Выбрать главу

Разве что упоминание о свойстве Эйнштейна полностью отключаться от всего внешнего, когда завязывается философская или физическая дискуссия. Но нет, и это не столь уж необычная черта.

На деле же в это самое время готовится взрыв.

Он происходит в 1905 году.

Повторяю, любая из трех работ Эйнштейна, появившихся в этом году, — теория броуновского движения, теория фотоэффекта и, наконец, теория относительности, — возводит автора в ранг теоретика экстра-класса.

И остается психологической загадкой: сознавал ли ясно или же нет сам Эйнштейн, что именно он сделал?

Если предположить, что «да, понимал», — а весь облик Эйнштейна и его поздние высказывания говорят за это, — тогда приходится допустить, что интеллектуально он был порядком одинок в то время, а окружавшие его милые и приятные люди, собственно, не понимали, с кем их столкнула судьба. Эйнштейн же со свойственным ему тактом всеми силами старался не очень выделяться, не слишком подавлять своих товарищей, которых он просто по-человечески любил. Иначе нельзя объяснить, например, его письмо к Габихту (другу бернского периода).

Это единственное в своем роде послание начинается так:

«Милый Габихт! Между нами сейчас — священное молчание, и то, что я его прерываю малозначительной болтовней, покажется профанацией».

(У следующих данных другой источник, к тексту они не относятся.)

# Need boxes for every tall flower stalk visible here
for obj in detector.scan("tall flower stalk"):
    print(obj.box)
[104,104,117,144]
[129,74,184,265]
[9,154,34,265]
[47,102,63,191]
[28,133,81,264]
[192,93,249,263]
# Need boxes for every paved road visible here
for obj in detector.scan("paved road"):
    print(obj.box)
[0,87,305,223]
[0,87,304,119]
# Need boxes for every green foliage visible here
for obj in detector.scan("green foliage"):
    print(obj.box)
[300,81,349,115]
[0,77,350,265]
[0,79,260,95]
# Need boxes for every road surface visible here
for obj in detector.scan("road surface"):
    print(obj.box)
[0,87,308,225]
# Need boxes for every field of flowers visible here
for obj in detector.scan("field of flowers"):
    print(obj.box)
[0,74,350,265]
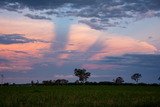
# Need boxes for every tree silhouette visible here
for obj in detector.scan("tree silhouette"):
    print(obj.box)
[74,68,91,83]
[131,73,142,83]
[113,77,124,84]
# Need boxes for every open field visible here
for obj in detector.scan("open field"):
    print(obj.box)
[0,85,160,107]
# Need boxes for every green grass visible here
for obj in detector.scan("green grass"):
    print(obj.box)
[0,85,160,107]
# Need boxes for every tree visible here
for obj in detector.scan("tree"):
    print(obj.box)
[74,68,91,83]
[113,77,124,84]
[131,73,142,83]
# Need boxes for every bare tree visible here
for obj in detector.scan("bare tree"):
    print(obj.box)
[131,73,142,83]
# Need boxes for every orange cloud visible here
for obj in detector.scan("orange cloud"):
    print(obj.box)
[90,36,157,60]
[0,13,55,71]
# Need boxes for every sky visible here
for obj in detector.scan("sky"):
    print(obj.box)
[0,0,160,83]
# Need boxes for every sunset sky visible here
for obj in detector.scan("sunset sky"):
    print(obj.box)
[0,0,160,83]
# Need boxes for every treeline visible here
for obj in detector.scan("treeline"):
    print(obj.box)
[1,79,160,86]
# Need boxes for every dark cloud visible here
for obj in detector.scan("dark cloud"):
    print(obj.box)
[0,34,48,44]
[25,14,51,20]
[0,0,160,30]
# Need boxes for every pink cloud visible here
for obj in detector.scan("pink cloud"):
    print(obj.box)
[82,64,117,70]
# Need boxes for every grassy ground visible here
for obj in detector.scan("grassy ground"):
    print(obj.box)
[0,85,160,107]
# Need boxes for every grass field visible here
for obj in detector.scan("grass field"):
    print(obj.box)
[0,85,160,107]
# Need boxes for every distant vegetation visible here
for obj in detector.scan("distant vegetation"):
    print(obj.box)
[0,85,160,107]
[1,68,160,86]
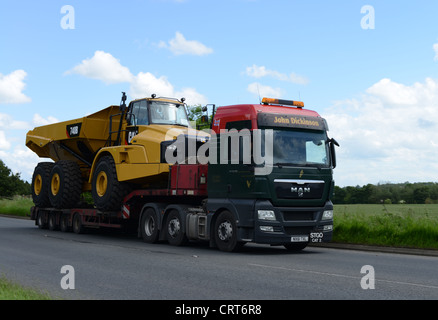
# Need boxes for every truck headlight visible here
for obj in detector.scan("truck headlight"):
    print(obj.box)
[257,210,275,221]
[321,210,333,220]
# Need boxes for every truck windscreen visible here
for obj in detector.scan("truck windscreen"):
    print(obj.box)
[149,101,189,127]
[270,129,330,168]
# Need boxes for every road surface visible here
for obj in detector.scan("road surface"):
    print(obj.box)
[0,217,438,301]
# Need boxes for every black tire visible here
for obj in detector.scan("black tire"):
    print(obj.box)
[283,242,309,252]
[72,213,85,234]
[47,213,59,231]
[37,212,47,229]
[166,210,189,246]
[140,208,159,243]
[91,156,130,211]
[31,162,55,208]
[59,215,70,232]
[213,211,245,252]
[48,160,82,209]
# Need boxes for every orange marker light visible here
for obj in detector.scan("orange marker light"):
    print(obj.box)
[262,98,304,108]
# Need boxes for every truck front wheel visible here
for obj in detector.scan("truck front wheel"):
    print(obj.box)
[166,210,188,246]
[32,162,55,208]
[214,211,244,252]
[140,208,159,243]
[91,156,130,211]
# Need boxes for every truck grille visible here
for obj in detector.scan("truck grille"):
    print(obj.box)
[284,227,313,236]
[282,211,317,221]
[274,179,324,199]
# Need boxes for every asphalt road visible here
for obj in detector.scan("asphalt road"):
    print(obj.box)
[0,217,438,300]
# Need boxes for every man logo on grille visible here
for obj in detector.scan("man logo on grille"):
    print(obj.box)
[290,187,310,198]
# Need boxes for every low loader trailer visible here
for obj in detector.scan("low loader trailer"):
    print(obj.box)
[26,95,338,252]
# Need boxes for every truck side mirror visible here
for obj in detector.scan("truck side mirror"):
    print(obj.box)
[329,138,339,168]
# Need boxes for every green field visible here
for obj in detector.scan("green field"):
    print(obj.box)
[333,204,438,249]
[0,196,33,217]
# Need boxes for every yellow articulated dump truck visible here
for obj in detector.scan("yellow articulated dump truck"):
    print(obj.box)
[26,93,205,211]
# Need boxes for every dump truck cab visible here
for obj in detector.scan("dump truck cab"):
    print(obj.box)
[26,93,208,211]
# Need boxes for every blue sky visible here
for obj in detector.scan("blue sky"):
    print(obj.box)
[0,0,438,186]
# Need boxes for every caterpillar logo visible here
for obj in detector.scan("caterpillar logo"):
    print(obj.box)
[290,187,310,198]
[66,123,82,138]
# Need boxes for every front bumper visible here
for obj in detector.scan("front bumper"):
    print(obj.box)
[250,201,333,245]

Далее Эйнштейн пишет в тяжеловесном, старомодно-игривом тоне, нарекая Габихта «замороженным китом» и витиевато поругивая его за то, что он, Габихт, не присылает ему, Эйнштейну, своей диссертации, которую он, Эйнштейн, очень ждет и прочтет ее «с удовольствием и интересом».

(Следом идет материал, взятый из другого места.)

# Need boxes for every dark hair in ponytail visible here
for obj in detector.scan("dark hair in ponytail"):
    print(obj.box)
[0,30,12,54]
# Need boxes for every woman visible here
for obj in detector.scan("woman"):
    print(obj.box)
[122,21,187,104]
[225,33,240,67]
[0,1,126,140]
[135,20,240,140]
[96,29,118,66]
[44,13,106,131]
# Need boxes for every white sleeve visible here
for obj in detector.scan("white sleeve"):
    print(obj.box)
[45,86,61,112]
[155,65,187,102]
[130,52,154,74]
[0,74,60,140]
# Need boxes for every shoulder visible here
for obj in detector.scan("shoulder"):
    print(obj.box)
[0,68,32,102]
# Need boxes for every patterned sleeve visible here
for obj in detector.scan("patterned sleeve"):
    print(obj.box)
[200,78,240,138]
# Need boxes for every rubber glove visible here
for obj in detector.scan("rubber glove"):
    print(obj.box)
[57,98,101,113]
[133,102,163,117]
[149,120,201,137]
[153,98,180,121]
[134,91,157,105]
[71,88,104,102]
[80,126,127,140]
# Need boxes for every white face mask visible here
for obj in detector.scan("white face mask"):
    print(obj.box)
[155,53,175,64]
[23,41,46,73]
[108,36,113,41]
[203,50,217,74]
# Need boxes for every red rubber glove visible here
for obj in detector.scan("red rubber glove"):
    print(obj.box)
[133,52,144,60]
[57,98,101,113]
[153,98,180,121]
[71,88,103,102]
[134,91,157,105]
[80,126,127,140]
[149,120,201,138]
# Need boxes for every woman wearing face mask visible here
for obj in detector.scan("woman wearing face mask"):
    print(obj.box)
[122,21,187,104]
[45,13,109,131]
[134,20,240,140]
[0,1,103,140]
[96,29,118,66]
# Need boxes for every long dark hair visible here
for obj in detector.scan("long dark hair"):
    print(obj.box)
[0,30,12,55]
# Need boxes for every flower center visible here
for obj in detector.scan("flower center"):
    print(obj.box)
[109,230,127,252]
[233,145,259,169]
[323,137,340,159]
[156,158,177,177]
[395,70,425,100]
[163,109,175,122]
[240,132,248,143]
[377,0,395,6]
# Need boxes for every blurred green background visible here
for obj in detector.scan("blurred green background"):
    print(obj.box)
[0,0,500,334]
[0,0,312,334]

Но лучшая, замечательнейшая шутка, шутка, достойная Генриха Гейне, скрыта уже в начале письма. Потому что дальше в рубрику малозначительной болтовни попадает вот какое сообщение:

«Я вам за это (за диссертацию Габихта. — В. С.) обещаю четыре работы, причем первую пришлю скоро, так как жду авторские экземпляры.

Она посвящена излучению и энергии света и очень революционна, как вы сами увидите, если сначала пришлете мне свою работу.

Вторая работа содержит определение истинной величины атомов с помощью изучения диффузии и внутреннего трения в жидких растворах.

Третья доказывает, что согласно молекулярной теории тепла взвешенные в жидкости тела величиной порядка 10–3 мм испытывают видимое беспорядочное движение, обязанное тепловому движению молекул. Такое движение взвешенных тел уже действительно наблюдали биологи — они назвали его броуновским молекулярным движением.

Четвертая работа исходит из понятий электродинамики движущихся тел и видоизменяет учение о пространстве и времени: чисто кинематическая часть этой работы представит для вас интерес…»

Как видно, Габихт не слишком прогадывал на предложенной ему обменной операции.

Что здесь наиграно и что — нет?

Я смею думать, что нарочитая скромность обращения к Габихту как к равному ученому, безусловно, либо надуманна, либо дань традиции, вежливости и т. п. Невозможно ведь серьезно воспринимать вскользь и достаточно робко выраженную надежду, что в работе, где «так, между прочим», изменяются наши представления о пространстве и времени, кое-что может вызвать интерес Габихта. И тут образ Эйнштейна невольно ассоциируется с известным анекдотическим типом деревенского простачка.

Но зато — и это показывают и дальнейшие письма, да и вообще вся жизнь Эйнштейна — искреннее сознание, уверенность, убежденность — как угодно, — что Габихт — человек, личность и имеет такую же ценность, как он, Альберт Эйнштейн, и равен ему перед любым законом. И в первую очередь перед тем внутренним законом, которому в юности, зрелости и старости неизменно следовал он — Альберт Эйнштейн.

Вероятно, и впечатление об известной ординарности личности Эйнштейна (я сознательно говорю о его юности, когда собеседникам еще не было известно, что с ними находится величайший физик мира) во многом обусловлено законченным демократизмом Эйнштейна, демократизмом столь же естественным для него, сколь стремление заниматься теоретической физикой.

Я писал уже об этом, но возвращаюсь потому, что нам, людям XX века, может быть, наиболее дорога именно эта черта в выдающейся личности, наиболее симпатично, когда человек, поставленный в исключительное положение благодаря ли собственным заслугам или более или менее случайному стечению обстоятельств, остается демократом и гуманистом не по форме, а по существу.

А надо заметить, что у ученого масштаба Эйнштейна имеется не меньше, а, пожалуй, больше предпосылок, оснований и условий, чтобы оказаться, по крайней мере в кругу учеников, более неограниченным и жестоким диктатором в сфере интеллекта, чем любой реальный диктатор в области общественной жизни.